Pertama, pemuda yang mengincar seorang gadis harus tahu lebih dulu dimana si gadis tersebut tinggal. Kemudian, pada malam hari ketika si gadis sibuk membantu keluarganya memasak di dapur, sang pemuda datang mengendap-endap untuk mengintip dan menyapa si gadis dari balik dinding dapur yang umumnya masih terbuat dari gedheg atau anyaman bambu.
Sambil berusaha menyapa si gadis, si pemuda juga memberi isyarat kepada si gadis tentang maksud kedatangannya dengan cara memasukkan batang lidi melalui sela-sela dinding gedheg.
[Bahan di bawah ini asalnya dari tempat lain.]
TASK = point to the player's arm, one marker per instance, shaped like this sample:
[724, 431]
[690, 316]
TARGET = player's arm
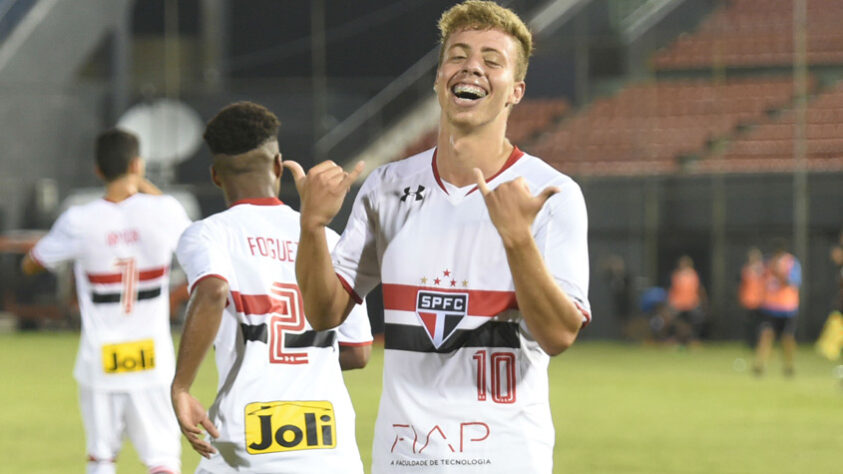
[551, 316]
[322, 191]
[204, 313]
[29, 266]
[354, 356]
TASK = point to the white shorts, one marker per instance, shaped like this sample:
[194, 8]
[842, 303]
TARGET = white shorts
[146, 415]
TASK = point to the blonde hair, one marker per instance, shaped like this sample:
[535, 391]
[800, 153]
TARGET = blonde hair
[487, 15]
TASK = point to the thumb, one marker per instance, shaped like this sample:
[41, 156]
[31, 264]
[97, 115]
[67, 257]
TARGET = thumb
[295, 169]
[546, 193]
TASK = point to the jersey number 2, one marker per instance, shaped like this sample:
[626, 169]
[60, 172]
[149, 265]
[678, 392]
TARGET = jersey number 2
[287, 317]
[129, 278]
[502, 369]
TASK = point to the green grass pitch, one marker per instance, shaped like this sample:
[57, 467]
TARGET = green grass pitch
[617, 409]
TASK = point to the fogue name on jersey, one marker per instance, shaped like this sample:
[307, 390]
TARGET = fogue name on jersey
[125, 237]
[273, 248]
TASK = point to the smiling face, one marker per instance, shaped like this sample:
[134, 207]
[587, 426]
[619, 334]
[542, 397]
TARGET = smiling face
[475, 82]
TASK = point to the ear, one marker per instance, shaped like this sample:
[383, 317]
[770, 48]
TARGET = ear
[277, 166]
[517, 93]
[215, 177]
[136, 166]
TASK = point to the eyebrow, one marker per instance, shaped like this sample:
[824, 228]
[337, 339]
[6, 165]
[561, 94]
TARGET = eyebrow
[485, 49]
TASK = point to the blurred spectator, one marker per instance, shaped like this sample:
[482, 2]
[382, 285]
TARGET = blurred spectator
[620, 287]
[751, 293]
[686, 298]
[779, 309]
[837, 258]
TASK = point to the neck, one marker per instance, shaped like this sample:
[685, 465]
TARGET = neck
[121, 188]
[459, 151]
[238, 191]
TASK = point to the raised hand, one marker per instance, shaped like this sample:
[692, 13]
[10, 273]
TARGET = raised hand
[512, 207]
[191, 415]
[322, 190]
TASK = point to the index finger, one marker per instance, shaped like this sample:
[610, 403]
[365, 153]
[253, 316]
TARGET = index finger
[295, 169]
[481, 182]
[210, 428]
[352, 176]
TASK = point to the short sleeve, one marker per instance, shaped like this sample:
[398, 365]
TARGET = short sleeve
[63, 243]
[356, 329]
[202, 256]
[563, 241]
[355, 256]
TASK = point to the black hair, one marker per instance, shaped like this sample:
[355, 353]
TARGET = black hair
[114, 150]
[240, 127]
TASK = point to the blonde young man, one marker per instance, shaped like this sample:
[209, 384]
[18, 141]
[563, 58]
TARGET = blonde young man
[481, 250]
[122, 246]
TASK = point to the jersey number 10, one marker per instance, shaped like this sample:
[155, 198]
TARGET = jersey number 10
[502, 369]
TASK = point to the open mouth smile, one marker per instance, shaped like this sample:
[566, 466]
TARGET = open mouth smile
[468, 93]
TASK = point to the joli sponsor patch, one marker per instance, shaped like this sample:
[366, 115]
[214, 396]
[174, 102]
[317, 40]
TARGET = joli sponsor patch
[132, 356]
[273, 427]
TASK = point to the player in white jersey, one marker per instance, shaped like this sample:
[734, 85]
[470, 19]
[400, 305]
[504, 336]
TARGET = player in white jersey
[281, 405]
[122, 246]
[483, 257]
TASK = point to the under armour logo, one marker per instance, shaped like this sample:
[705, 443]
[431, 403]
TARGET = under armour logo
[417, 193]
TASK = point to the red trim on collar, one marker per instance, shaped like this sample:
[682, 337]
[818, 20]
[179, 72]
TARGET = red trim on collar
[273, 201]
[112, 201]
[513, 157]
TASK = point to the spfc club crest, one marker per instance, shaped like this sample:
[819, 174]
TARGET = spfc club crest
[440, 313]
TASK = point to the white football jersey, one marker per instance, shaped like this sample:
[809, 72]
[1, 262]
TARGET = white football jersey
[281, 404]
[122, 253]
[465, 386]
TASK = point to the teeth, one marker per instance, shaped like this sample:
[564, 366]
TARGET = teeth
[468, 91]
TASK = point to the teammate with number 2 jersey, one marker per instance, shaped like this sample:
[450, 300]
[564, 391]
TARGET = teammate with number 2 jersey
[122, 247]
[281, 403]
[482, 253]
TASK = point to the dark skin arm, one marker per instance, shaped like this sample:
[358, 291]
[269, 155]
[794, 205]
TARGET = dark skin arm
[322, 190]
[204, 313]
[354, 357]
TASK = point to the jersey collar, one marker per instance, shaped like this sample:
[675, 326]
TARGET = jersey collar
[513, 157]
[271, 201]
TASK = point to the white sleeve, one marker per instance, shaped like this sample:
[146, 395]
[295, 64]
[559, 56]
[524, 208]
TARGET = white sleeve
[202, 256]
[563, 242]
[355, 330]
[61, 244]
[355, 256]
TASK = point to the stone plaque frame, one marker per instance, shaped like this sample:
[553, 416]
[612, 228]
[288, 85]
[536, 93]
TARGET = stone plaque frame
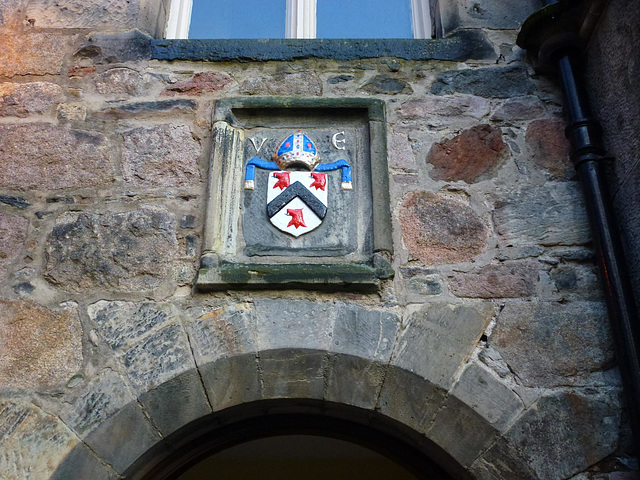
[231, 261]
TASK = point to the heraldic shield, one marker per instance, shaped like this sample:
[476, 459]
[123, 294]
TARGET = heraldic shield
[297, 201]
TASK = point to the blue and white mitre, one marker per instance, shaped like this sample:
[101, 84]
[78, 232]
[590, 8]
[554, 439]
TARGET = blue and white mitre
[297, 148]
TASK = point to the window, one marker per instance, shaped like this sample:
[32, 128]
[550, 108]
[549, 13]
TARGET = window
[299, 19]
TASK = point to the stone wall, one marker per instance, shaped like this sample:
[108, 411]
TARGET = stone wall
[491, 340]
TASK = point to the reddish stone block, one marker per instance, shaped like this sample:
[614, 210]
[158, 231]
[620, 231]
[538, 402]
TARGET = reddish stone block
[118, 82]
[204, 82]
[24, 99]
[401, 154]
[33, 53]
[162, 155]
[437, 229]
[13, 233]
[446, 106]
[548, 147]
[504, 280]
[473, 155]
[40, 347]
[43, 156]
[79, 71]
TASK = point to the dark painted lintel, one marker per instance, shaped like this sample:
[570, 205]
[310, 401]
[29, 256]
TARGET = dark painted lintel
[462, 45]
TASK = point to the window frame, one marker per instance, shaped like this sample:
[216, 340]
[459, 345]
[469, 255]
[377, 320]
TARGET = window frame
[300, 19]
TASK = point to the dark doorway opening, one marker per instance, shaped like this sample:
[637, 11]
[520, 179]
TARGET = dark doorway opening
[321, 433]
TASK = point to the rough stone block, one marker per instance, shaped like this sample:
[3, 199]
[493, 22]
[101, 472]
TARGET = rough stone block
[496, 14]
[298, 83]
[502, 280]
[473, 155]
[129, 251]
[9, 12]
[121, 14]
[401, 154]
[548, 147]
[439, 338]
[222, 333]
[124, 437]
[369, 334]
[299, 324]
[496, 403]
[122, 324]
[101, 398]
[13, 233]
[292, 373]
[33, 53]
[200, 83]
[24, 99]
[492, 82]
[176, 402]
[386, 85]
[450, 107]
[157, 358]
[81, 459]
[551, 214]
[409, 398]
[460, 431]
[232, 381]
[577, 282]
[109, 48]
[354, 380]
[564, 343]
[501, 461]
[119, 82]
[437, 229]
[40, 347]
[32, 442]
[163, 155]
[518, 109]
[43, 156]
[564, 433]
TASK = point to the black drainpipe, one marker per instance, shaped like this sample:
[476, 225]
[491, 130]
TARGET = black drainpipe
[553, 36]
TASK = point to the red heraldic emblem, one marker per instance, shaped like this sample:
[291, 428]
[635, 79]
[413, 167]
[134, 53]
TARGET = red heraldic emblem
[297, 200]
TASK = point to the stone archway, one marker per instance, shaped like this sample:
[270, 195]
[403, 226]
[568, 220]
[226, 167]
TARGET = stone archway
[371, 400]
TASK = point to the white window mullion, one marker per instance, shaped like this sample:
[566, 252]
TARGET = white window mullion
[179, 19]
[421, 18]
[301, 19]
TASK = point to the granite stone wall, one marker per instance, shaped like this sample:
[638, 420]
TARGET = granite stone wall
[491, 340]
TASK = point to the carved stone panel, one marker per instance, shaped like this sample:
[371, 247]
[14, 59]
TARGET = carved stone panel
[298, 195]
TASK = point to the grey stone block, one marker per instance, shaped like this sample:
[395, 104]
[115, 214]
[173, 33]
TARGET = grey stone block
[552, 214]
[461, 431]
[32, 442]
[409, 398]
[492, 400]
[158, 357]
[564, 433]
[565, 343]
[102, 397]
[123, 438]
[300, 324]
[176, 402]
[221, 333]
[439, 338]
[293, 373]
[353, 380]
[232, 381]
[123, 323]
[369, 334]
[83, 463]
[493, 82]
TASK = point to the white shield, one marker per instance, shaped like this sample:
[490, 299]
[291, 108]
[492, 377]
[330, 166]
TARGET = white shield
[296, 201]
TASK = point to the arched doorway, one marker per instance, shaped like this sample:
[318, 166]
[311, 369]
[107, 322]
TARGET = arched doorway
[240, 438]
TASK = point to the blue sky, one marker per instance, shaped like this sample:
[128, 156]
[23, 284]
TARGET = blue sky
[266, 19]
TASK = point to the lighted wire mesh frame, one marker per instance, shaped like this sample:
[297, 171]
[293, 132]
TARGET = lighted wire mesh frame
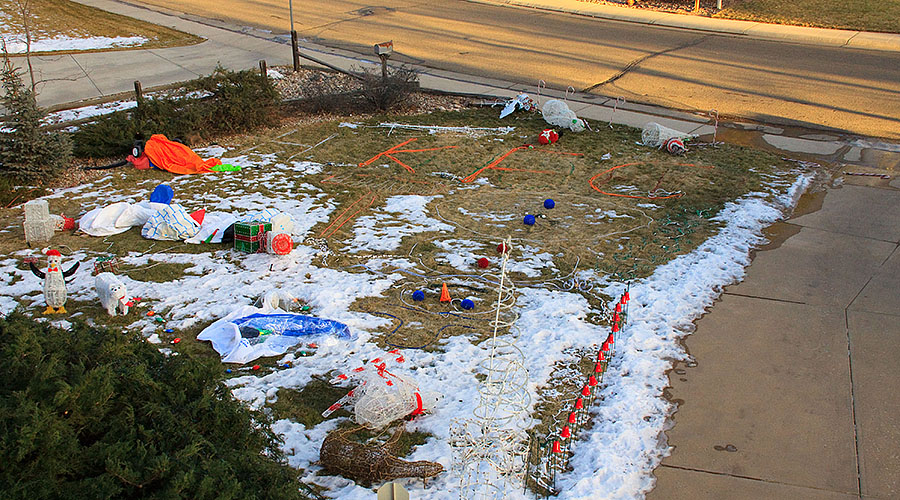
[490, 449]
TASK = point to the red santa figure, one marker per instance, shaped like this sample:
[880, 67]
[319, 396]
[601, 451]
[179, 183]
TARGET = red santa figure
[54, 282]
[548, 136]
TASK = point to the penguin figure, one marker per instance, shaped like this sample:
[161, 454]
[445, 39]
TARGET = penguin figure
[54, 282]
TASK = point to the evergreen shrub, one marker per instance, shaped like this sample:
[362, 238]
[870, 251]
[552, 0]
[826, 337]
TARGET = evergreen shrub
[385, 94]
[100, 414]
[28, 151]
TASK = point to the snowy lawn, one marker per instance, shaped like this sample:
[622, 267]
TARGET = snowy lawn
[676, 230]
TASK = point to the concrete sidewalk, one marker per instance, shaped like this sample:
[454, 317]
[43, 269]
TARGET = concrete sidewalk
[791, 394]
[765, 31]
[82, 78]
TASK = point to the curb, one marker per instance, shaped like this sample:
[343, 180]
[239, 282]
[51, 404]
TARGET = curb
[888, 42]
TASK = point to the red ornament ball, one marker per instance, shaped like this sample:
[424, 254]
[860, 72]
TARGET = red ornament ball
[548, 136]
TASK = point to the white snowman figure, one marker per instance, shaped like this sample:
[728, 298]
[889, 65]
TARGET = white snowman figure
[54, 282]
[113, 294]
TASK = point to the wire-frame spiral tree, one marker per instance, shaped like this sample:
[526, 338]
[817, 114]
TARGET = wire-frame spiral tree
[490, 449]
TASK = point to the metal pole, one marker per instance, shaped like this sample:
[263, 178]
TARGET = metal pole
[291, 10]
[295, 50]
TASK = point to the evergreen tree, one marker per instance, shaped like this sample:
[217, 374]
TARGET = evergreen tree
[93, 413]
[28, 152]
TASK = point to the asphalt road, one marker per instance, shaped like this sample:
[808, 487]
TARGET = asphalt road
[771, 82]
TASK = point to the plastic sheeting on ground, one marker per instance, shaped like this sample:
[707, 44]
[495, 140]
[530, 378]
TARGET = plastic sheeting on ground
[250, 332]
[171, 223]
[117, 217]
[176, 157]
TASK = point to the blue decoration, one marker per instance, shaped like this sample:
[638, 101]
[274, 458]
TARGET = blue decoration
[291, 325]
[162, 194]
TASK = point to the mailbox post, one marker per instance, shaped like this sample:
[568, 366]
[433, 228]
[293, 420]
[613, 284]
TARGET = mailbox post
[383, 51]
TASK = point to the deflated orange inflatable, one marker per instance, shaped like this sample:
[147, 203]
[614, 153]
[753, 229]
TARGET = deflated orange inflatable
[176, 157]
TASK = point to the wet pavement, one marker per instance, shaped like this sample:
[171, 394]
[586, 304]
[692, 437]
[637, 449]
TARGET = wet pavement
[792, 390]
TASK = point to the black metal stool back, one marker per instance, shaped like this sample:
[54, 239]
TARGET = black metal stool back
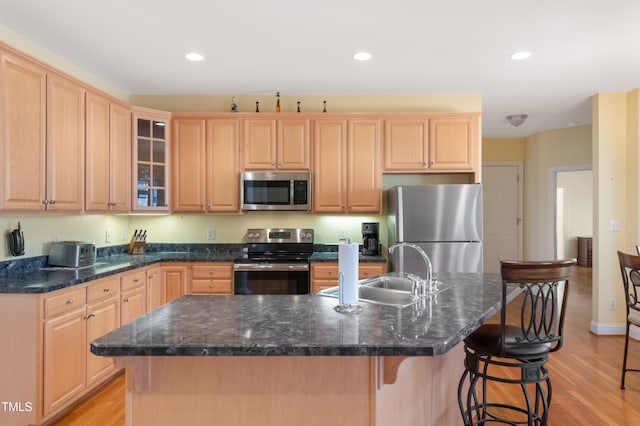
[513, 354]
[630, 270]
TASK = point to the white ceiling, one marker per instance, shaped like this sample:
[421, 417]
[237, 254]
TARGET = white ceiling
[580, 48]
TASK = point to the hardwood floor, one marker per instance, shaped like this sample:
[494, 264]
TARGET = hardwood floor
[585, 374]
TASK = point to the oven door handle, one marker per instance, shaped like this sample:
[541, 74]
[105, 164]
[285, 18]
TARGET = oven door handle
[271, 267]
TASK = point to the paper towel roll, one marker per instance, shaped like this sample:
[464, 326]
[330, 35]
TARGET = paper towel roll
[348, 273]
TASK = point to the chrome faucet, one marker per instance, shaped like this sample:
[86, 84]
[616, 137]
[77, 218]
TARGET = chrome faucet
[420, 286]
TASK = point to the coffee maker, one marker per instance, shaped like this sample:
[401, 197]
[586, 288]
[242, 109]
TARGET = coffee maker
[370, 239]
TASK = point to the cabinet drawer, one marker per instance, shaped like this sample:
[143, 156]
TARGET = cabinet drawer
[134, 279]
[103, 288]
[211, 286]
[213, 271]
[324, 272]
[64, 302]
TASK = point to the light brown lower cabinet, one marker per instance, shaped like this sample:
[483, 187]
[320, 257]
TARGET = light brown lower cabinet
[134, 295]
[175, 281]
[73, 318]
[211, 278]
[155, 288]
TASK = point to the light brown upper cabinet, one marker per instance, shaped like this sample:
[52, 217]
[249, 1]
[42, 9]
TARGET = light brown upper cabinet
[65, 145]
[346, 166]
[406, 144]
[23, 95]
[453, 142]
[151, 162]
[206, 162]
[276, 144]
[108, 155]
[42, 143]
[435, 142]
[188, 157]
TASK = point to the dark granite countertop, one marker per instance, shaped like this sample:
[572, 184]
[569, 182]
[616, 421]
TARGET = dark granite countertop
[44, 279]
[308, 325]
[33, 276]
[332, 256]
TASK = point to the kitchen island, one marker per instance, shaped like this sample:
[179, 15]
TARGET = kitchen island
[292, 360]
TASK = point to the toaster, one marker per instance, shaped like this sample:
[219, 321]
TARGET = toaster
[74, 254]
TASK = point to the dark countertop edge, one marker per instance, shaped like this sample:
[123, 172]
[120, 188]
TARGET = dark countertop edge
[253, 351]
[132, 262]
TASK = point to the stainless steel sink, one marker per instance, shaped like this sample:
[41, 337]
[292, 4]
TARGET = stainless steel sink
[393, 282]
[389, 289]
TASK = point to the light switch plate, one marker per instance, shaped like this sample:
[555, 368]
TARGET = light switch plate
[614, 225]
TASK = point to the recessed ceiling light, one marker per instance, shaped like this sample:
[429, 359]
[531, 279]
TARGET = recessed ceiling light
[193, 56]
[362, 56]
[520, 55]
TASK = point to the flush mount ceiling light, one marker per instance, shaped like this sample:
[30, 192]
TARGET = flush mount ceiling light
[518, 56]
[193, 56]
[516, 119]
[362, 56]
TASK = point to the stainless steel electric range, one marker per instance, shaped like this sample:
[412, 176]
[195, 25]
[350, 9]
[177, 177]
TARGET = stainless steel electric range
[277, 262]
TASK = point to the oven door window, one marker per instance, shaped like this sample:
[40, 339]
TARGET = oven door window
[271, 282]
[267, 192]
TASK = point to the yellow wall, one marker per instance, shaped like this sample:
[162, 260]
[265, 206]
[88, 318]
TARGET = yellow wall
[30, 48]
[610, 202]
[544, 151]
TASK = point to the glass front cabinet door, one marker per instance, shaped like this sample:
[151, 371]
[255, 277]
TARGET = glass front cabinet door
[151, 175]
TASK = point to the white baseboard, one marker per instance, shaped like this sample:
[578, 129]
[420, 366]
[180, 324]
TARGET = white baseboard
[614, 329]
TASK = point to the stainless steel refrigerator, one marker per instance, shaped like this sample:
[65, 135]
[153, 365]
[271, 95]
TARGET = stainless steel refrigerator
[444, 220]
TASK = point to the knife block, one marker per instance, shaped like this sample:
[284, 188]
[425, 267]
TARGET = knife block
[136, 246]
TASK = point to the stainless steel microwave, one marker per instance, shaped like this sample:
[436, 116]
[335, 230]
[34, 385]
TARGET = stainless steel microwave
[275, 191]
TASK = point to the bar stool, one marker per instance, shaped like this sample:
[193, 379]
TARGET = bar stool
[512, 355]
[630, 270]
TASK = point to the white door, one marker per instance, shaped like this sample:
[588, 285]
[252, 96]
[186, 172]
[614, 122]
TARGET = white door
[501, 222]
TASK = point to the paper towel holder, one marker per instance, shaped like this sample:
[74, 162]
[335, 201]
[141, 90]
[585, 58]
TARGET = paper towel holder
[345, 308]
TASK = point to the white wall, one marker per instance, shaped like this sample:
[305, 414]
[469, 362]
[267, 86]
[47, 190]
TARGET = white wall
[578, 208]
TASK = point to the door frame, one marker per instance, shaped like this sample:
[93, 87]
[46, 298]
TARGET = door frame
[520, 217]
[551, 202]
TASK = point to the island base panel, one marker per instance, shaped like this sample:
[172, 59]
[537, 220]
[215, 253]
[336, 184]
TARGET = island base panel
[283, 391]
[248, 390]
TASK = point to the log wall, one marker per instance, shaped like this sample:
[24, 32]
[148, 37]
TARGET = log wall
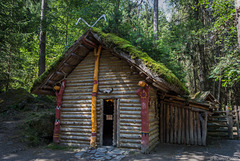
[182, 125]
[153, 119]
[76, 110]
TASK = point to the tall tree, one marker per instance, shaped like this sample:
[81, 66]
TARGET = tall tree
[155, 21]
[42, 38]
[237, 9]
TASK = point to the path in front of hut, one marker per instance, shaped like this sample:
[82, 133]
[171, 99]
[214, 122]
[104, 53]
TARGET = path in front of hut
[11, 149]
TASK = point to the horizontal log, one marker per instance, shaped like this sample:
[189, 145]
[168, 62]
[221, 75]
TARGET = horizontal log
[75, 123]
[131, 108]
[130, 136]
[75, 116]
[131, 132]
[130, 116]
[130, 145]
[130, 112]
[78, 144]
[131, 120]
[130, 124]
[129, 128]
[75, 130]
[138, 141]
[74, 138]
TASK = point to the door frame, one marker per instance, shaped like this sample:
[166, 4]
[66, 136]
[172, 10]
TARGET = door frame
[115, 121]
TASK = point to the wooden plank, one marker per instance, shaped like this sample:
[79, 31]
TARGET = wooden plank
[229, 122]
[183, 125]
[171, 124]
[191, 127]
[187, 126]
[199, 129]
[164, 123]
[101, 122]
[118, 122]
[161, 122]
[195, 128]
[204, 136]
[175, 123]
[115, 124]
[237, 120]
[179, 125]
[167, 122]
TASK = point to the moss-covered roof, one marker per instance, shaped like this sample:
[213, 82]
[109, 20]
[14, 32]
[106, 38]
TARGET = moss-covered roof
[121, 44]
[41, 78]
[112, 41]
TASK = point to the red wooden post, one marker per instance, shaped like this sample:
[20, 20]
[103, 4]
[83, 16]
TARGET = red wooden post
[143, 93]
[59, 95]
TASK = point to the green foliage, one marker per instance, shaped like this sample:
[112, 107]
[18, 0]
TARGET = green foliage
[114, 41]
[54, 146]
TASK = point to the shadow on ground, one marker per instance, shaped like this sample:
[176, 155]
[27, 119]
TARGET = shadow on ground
[218, 150]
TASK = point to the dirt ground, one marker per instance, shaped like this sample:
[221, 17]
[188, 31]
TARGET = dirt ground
[12, 149]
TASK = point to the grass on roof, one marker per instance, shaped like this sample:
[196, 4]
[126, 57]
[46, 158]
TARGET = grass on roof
[118, 43]
[113, 41]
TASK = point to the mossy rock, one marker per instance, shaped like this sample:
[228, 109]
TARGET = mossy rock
[37, 128]
[15, 98]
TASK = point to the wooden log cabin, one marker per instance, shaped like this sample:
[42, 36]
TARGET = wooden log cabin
[139, 102]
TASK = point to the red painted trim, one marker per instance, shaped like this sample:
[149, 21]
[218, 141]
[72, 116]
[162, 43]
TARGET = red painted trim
[143, 93]
[58, 112]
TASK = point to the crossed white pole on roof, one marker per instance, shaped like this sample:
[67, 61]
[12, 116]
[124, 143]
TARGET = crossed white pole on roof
[103, 16]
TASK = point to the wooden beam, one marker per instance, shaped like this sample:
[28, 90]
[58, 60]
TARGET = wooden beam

Dan si gadis yang sudah faham dengan isyarat tersebut kemudian meresponnya dengan cara mematahkan ujung lidi. Respons tersebut sekaligus sebagai tanda bahwa si gadis sudah mulai terbuka hatinya dan menerima kehadiran si pemuda. Selanjutnya, si pemuda diperbolehkan bertamu untuk berkenalan dan menjalin hubungan lebih jauh dengan dia dan orang-tuanya.
Sebagaimana dijelaskan oleh Kepala Desa Tambong, Agus Hermawan, S.Sos., Tradisi Geridhoan – juga tradisi-tradisi lainnya seperti kirab keliling desa yang dikenal sebagai tradisi
‘Muludan Likuran’, lahir dari sikap dan ‘kekuatan’ kegotong-royongan masyarakat dalam menyambut atau memperingati momen-momen penting, seperti peringatan hari-hari besar keagamaan.
“Kekuatan dan sikap kegotong-royongan masyarakat itulah yang kemudian memunculkan banyak ‘tradisi’ yang tumbuh-kembang di kalangan Masyarakat Desa Tambong. Salah satunya ya Tradisi Geridhoan itu, yang terjadi pada Bulan Mulud. Karena itu, setelah Bulan Mulud atau Bakda Mulud adalah musim nikah,” ungkap Agus Hermawan, yang juga pernah menjabat sebagai Ketua Pengurus Daerah (PD) Aliansi Masyarakat Adat Nusantara (AMAN) Osing periode 2015 – 2020. ( Bo / JMDN )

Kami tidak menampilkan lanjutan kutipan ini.